La descripción —o descubrimiento— de un género literario trae consigo varias tareas posibles. Una de ellas es la configuración de un canon. Lejos los debates sobre el canon literario, y donde Harold Bloom tuvo un papel muy importante, quizás habría que pensar en los conjuntos canónicos del siglo XXI como sistemas que tienen intersecciones, tangentes y relaciones. Esto pasa cuando hablamos de literatura de viajes, porque al nombrarla además de distinguir entre el relato y la novela de viaje hay que notar su influencia mutua. Uno, que tiende a la descripción de los hechos y la otra, que tiende a la ficción. Pero que son también vasos comunicantes. Y luego la literatura de viajes abarca la crónica, el ensayo, la carta y por supuesto lo biográfico. Todo ello está vinculado a la idea no sólo del traslado sino del cambio exterior e interior que produce el viaje. Podemos viajar alrededor de nuestra habitación, como Xavier de Maistre o escribir un libro que condense lo viajero, lo filosófico y los mares del mundo, como Joseph Conrad en El espejo del mar.
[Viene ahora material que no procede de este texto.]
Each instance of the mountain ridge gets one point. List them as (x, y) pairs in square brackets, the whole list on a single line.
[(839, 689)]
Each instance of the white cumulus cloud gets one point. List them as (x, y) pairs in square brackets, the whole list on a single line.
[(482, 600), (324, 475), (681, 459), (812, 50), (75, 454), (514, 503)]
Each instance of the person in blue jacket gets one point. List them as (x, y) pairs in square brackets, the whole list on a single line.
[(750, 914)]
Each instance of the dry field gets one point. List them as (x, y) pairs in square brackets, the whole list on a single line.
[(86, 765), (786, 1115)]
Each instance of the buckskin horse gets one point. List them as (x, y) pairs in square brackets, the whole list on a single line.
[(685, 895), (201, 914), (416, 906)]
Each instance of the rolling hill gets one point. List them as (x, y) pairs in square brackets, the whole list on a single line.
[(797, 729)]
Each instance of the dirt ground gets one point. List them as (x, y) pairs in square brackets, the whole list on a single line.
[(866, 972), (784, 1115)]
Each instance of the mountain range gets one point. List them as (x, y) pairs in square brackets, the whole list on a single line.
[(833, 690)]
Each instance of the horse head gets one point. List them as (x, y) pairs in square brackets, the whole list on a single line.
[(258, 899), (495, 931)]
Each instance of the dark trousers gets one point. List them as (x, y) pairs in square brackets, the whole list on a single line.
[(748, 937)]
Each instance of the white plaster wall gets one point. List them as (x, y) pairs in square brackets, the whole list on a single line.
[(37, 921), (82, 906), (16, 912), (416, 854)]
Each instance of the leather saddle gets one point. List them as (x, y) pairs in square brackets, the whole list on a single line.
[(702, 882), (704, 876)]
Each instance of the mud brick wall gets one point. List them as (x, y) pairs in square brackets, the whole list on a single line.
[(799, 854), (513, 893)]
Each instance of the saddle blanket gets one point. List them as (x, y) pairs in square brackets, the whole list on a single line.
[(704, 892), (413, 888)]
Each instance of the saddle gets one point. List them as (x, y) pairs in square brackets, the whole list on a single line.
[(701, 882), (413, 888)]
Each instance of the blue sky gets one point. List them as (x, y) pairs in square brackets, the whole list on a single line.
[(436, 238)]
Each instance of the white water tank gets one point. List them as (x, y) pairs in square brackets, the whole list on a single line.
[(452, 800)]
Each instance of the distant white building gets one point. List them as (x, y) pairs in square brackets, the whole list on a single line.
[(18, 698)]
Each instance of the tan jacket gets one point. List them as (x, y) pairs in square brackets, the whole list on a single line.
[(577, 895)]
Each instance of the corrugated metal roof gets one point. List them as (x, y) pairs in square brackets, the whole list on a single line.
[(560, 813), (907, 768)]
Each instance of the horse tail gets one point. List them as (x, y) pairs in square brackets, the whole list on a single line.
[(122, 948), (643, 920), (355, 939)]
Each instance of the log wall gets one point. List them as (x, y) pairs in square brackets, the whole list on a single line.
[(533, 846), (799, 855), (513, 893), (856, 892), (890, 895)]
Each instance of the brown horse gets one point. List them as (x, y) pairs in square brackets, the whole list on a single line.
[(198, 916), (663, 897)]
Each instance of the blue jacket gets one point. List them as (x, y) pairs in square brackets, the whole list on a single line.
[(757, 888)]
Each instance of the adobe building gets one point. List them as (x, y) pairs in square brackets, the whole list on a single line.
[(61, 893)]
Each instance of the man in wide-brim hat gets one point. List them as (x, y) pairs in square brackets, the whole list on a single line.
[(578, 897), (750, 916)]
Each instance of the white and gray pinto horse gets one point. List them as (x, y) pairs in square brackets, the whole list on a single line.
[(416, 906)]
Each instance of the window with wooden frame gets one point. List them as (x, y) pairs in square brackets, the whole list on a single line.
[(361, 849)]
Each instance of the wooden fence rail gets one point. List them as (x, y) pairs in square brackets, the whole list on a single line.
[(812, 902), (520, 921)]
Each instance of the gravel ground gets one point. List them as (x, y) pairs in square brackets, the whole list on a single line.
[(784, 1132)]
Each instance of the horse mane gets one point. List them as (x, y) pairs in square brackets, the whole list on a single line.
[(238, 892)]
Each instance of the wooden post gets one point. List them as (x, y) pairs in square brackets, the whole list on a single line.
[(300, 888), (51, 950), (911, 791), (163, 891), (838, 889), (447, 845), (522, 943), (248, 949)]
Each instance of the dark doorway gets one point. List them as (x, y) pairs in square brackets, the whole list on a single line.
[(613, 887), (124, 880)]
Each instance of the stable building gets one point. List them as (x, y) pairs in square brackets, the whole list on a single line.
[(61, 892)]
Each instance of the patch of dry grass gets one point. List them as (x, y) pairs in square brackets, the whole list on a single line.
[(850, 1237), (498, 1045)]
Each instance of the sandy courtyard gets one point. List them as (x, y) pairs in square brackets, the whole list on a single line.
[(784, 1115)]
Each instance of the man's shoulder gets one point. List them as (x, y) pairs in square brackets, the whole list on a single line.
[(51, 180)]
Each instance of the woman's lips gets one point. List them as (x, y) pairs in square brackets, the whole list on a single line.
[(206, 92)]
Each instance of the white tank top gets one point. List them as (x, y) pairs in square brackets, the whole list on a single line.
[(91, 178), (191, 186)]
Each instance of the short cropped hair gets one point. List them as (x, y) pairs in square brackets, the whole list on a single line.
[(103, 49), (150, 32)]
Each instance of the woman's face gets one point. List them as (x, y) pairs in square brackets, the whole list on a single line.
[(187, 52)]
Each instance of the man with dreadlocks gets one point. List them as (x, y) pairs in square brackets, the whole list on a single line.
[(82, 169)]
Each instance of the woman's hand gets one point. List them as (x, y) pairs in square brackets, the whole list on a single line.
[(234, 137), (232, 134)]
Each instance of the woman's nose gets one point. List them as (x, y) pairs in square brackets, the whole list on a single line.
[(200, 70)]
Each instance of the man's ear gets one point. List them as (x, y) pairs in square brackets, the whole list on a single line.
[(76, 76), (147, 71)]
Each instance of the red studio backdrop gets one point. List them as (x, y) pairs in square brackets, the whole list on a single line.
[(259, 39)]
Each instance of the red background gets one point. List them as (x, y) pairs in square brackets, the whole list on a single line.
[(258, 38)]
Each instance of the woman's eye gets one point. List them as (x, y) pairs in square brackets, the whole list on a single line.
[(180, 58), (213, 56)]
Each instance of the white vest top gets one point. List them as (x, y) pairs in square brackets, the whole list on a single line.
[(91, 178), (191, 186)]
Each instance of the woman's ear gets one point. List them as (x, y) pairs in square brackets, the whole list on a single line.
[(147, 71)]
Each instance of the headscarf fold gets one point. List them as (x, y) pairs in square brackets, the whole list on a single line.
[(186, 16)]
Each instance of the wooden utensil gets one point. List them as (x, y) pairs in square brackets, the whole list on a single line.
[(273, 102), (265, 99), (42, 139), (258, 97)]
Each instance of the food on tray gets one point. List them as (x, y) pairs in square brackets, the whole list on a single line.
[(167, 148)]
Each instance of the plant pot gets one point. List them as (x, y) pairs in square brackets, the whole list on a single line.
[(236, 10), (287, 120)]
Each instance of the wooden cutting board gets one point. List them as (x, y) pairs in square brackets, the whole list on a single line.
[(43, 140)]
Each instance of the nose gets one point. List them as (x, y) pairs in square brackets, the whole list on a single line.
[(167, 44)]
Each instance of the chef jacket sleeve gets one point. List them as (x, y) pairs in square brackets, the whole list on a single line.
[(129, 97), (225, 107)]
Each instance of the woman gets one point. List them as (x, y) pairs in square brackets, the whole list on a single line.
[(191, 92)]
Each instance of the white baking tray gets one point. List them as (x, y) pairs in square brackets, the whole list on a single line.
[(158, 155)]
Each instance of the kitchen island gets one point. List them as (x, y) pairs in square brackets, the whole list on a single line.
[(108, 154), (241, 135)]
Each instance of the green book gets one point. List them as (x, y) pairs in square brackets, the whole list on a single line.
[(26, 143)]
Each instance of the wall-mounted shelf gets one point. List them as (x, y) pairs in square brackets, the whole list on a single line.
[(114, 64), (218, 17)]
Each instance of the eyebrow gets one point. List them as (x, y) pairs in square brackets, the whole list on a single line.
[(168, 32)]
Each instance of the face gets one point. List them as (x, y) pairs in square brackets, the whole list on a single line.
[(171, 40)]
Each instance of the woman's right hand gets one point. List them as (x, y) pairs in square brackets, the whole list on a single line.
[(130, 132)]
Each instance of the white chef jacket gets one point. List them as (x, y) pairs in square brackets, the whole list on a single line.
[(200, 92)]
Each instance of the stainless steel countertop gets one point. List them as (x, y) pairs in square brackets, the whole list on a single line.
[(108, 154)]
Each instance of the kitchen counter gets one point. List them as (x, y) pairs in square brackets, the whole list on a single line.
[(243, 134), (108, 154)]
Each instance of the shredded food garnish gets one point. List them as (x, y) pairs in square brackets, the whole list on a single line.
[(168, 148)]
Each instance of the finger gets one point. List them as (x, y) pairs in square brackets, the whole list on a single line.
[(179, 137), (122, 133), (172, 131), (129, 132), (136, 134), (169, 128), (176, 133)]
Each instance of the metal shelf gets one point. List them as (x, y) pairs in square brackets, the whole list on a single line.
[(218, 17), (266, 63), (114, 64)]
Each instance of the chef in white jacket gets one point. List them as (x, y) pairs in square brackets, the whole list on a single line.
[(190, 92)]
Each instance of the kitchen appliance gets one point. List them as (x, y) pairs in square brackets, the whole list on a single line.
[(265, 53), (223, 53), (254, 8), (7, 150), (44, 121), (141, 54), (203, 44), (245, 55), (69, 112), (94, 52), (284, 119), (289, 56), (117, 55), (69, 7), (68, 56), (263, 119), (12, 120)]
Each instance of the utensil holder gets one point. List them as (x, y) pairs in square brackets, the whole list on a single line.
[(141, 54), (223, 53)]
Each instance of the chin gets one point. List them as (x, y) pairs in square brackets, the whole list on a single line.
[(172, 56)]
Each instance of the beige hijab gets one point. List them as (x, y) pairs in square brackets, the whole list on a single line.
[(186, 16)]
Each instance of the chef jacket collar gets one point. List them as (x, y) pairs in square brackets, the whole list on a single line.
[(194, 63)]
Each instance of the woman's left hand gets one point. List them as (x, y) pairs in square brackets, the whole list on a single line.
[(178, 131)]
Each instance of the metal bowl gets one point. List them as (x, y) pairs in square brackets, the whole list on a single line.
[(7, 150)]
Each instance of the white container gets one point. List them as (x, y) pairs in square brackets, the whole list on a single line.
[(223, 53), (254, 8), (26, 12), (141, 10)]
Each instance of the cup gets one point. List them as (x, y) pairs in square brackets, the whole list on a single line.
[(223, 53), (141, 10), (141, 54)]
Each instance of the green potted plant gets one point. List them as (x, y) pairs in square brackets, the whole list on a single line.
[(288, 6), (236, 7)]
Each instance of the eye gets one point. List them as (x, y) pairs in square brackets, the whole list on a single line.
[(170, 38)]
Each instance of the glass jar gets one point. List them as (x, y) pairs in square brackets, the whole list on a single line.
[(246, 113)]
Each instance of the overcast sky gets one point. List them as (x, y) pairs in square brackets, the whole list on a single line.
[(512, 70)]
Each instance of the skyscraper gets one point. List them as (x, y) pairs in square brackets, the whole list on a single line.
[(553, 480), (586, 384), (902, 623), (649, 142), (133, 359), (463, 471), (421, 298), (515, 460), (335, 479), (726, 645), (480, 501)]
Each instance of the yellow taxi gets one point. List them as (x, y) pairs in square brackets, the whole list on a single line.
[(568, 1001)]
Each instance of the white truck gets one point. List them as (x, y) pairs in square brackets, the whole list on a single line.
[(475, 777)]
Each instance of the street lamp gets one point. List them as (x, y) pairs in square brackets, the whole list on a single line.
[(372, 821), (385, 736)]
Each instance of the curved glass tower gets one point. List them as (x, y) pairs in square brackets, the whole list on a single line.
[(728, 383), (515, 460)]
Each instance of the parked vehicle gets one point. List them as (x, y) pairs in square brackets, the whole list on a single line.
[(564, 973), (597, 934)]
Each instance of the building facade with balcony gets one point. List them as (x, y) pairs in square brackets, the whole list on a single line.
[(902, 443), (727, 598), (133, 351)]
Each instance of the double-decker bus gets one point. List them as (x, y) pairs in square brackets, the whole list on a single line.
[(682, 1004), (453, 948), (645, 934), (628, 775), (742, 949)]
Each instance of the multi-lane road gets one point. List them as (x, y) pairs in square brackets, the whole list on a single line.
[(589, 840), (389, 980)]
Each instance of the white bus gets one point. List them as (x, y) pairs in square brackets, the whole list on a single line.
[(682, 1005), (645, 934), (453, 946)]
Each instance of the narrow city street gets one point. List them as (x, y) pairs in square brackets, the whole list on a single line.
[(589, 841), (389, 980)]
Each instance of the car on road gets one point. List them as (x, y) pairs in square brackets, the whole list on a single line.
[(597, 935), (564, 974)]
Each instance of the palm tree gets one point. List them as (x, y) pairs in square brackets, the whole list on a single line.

Allí Conrad parte de las experiencias en el ámbito variable del océano, el lugar donde todo se mueve, para recordar el refugio de la cubierta, los capitanes que tuvo y cómo esos viajes son inspiración para sutiles reflexiones, que sin darnos cuenta nos conducen hacia territorios interiores. La mención al Mediterráneo como laboratorio de navegación tiene resonancias simbólicas y prácticas. Y siempre la tensión entre los paisajes exteriores e interiores. Dejo dos párrafos para disfrutar:
«Dichoso aquel que, como Ulises, ha hecho un viaje aventurero; y para viajes aventureros no hay mar como el Mediterráneo, el mar interior que los antiguos encontraban tan inmenso y tan lleno de prodigios. Y, en efecto, era terrible y maravilloso; pues no somos sino nosotros mismos, regidos por la audacia de nuestras mentes y los estremecimientos de nuestros corazones, los artesanos únicos de cuanto portentoso y novelesco hay en el mundo. [...].
El primer impulso de la navegación tomó forma visible en esa dársena sin mareas, desprovista de bajíos ocultos y de corrientes traicioneras, como en atenta consideración a la infancia del arte. Las empinadas costas del Mediterráneo favorecieron a los principiantes en una de las empresas más osadas de la humanidad, y el hechizante mar interior de la aventura clásica ha ido llevando paulatinamente al hombre de cabo en cabo, de bahía en bahía, de isla en isla, abriéndose a la promesa de océanos interminables más allá de las Columnas de Hércules.»